-- Patrick Kane
had only one day to plan his costume and routine for the Allstate Insurance NHL Breakaway Challenge. That was enough time for him to turn into a hero Saturday night.
Kane took the puck at center ice and skated toward goaltender Brian Elliott. The Blackhawks star came to a stop at the blue line, where he was presented with a Superman cape and Clark Kent glasses by teammate Marian Hossa. Now costumed, Kane skated toward Elliott, dove onto his stomach, knocked the puck with his left glove over to the stick in his right hand, and beat Elliott in the night's most memorable moment.
"Our PR guy, Brandon Faber, I told him about the idea," said Kane, who won the event by receiving 47 percent of the fan vote via text. "He went out to a costume shop with my mom and dad, and they got the cape and got the glasses. They had some other ideas for sparklers on my skates, but I wasn't going to try to burn myself on the ice out there. They did a great job of getting everything for me."
Kane said he drew inspiration from Orlando Magic center Dwight Howard, who donned a Superman cape during the NBA Slam Dunk Contest in 2008. While Kane was faster than a speeding bullet, Howard was leaping tall buildings.
In the end, both emerged victorious with a mix of theatrics and skill.
"I really didn't care about scoring," Kane said. "I was more about the whole presentation."
Kane didn't just wing it during the Molson Canadian NHL All-Star Skills Competition. He arrived early to Scotiabank Place on Saturday to practice the Superman move. He kept the idea to himself until later in the afternoon.
"He told me the idea today on the bus and said he needed some help so I said sure," said Hossa the accomplice. "When he told me about it, I said it sounds pretty cool. It wasn't easy to do, but he did it extremely well."
Like a true showman, Kane saved something extra for the encore.
Still wearing the cape and glasses, Kane readied for his third and final shot. Instead of some fancy stickhandling, Kane showed his super strength by uncorking a slap shot that shattered the puck into four pieces.
It wasn't a trick puck, but there was a secret to the 181-pound Kane muscling up.
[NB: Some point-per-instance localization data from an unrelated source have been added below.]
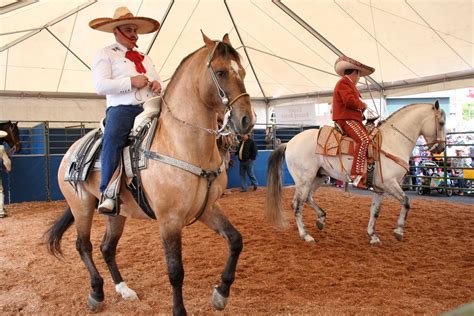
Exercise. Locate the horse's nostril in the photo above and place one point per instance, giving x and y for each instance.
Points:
(245, 122)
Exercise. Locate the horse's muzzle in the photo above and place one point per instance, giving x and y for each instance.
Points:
(246, 124)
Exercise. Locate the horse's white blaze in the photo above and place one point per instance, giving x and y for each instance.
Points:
(126, 292)
(235, 67)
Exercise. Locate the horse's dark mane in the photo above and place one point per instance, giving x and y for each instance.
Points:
(222, 49)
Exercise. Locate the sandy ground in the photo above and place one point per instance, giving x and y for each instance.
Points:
(430, 271)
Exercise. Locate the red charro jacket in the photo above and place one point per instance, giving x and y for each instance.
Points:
(347, 104)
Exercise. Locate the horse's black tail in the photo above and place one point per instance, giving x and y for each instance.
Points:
(274, 210)
(55, 233)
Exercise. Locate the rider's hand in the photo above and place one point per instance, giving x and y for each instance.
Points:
(155, 87)
(139, 81)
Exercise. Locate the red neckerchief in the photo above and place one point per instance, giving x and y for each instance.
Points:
(137, 58)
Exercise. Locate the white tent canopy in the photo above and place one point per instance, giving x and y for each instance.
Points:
(288, 47)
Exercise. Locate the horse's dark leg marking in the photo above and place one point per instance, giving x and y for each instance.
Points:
(234, 241)
(84, 247)
(109, 243)
(172, 247)
(218, 222)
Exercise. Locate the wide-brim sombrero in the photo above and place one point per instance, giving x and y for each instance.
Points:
(123, 16)
(343, 63)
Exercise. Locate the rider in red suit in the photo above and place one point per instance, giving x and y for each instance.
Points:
(347, 112)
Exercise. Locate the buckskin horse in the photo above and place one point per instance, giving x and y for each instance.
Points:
(186, 131)
(309, 170)
(13, 136)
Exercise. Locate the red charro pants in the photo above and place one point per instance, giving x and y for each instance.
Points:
(359, 134)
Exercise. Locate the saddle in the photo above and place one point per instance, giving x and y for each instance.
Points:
(332, 141)
(85, 157)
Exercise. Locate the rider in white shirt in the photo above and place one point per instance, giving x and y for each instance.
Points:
(128, 79)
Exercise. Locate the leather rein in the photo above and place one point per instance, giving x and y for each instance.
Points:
(209, 175)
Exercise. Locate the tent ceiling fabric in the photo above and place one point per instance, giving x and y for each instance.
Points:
(48, 46)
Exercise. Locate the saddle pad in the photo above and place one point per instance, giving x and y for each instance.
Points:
(86, 155)
(332, 143)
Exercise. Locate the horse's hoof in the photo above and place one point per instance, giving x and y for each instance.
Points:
(94, 305)
(126, 292)
(398, 234)
(308, 238)
(320, 225)
(374, 240)
(218, 301)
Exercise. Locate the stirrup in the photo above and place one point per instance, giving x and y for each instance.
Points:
(356, 180)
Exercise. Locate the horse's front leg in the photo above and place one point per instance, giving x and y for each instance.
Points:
(321, 221)
(374, 214)
(398, 193)
(299, 199)
(171, 240)
(108, 248)
(217, 221)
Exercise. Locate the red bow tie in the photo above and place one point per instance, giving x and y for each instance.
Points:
(137, 58)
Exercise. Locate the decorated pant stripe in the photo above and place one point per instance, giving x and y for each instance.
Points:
(364, 144)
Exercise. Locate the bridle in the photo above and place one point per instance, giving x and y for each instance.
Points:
(221, 92)
(438, 140)
(433, 144)
(222, 95)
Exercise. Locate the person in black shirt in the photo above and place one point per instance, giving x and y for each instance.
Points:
(247, 152)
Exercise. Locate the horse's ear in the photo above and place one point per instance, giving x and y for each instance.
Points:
(209, 43)
(226, 39)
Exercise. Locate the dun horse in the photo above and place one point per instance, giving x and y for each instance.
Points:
(13, 136)
(309, 170)
(207, 83)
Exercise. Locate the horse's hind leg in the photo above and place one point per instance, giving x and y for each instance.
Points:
(83, 218)
(215, 220)
(374, 214)
(301, 195)
(108, 247)
(321, 221)
(396, 191)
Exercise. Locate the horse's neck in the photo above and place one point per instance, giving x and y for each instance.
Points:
(400, 132)
(186, 141)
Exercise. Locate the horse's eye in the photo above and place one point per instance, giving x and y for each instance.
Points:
(221, 73)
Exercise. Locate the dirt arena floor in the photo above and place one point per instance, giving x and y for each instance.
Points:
(430, 272)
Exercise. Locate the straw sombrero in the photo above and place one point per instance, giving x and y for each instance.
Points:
(123, 16)
(343, 63)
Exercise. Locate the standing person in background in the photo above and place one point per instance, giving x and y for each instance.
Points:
(128, 78)
(5, 160)
(458, 163)
(247, 152)
(347, 112)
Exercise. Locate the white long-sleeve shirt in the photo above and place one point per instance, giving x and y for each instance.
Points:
(112, 74)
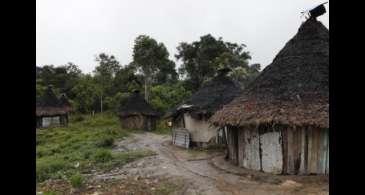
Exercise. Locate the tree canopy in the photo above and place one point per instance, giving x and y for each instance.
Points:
(151, 70)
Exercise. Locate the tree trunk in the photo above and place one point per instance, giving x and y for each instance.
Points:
(101, 103)
(146, 88)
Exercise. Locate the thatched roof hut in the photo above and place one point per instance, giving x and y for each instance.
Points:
(136, 113)
(192, 114)
(51, 110)
(280, 123)
(209, 98)
(292, 90)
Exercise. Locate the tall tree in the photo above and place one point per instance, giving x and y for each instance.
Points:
(105, 72)
(149, 56)
(201, 59)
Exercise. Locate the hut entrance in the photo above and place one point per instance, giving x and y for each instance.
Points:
(148, 124)
(271, 155)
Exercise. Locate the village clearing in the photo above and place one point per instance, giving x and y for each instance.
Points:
(79, 159)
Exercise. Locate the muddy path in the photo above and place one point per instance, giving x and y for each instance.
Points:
(197, 172)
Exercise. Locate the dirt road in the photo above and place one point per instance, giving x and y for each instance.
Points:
(205, 172)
"It was actually a real puck," Kane explained. "We cut it up and glued it back together. That was the best way to work it. We cut it up into four pieces and put it together with the glue so it would work pretty easy. I was a little disappointed none of them went into the net. When I was doing it this morning, I had like three in the net sometimes. It was pretty cool."
Elliott, who played Lex Luthor to Kane's Superman, said he received no advance notice about the trickery.
"He didn't tell me anything," Elliott said. "I'm glad I closed my eyes on the exploding puck, because I didn't want one of those in my eye. I think it's a good idea just to have fun with it. Those will be the highlights tomorrow morning. I think a lot of kids will try that Superman move next time they're on the ice."
Lightning star Steven Stamkos, who won the Tim Hortons NHL Elimination Shootout, is somewhat familiar with Kane's diving Superman move. As a rookie at the 2009 All-Star Game in Montreal, Stamkos did a similar move where he dove, knocked the puck with his right hand to his stick in his left hand, and beat the goaltender.
"I think he tried it first and missed," Stamkos said. "That might be his original move.
"It was fun. That’s what these events are for. To be creative. Patrick Kane has a pretty creative personality and we saw that tonight. You can see it in his play, he’s one of the most exciting players in the game and if you’re going to do something like that, this is the event to do it in. The crowd seemed to like it.
Superman won't be the end of Kane's creativity. If he winds up at the All-Star Game in Columbus in 2013, he'll have a full year to work out something even better.
"I just had fun with it," Kane said. "I thought it was a cool event. I like to do it. If I ever come back again, maybe I'll do something different."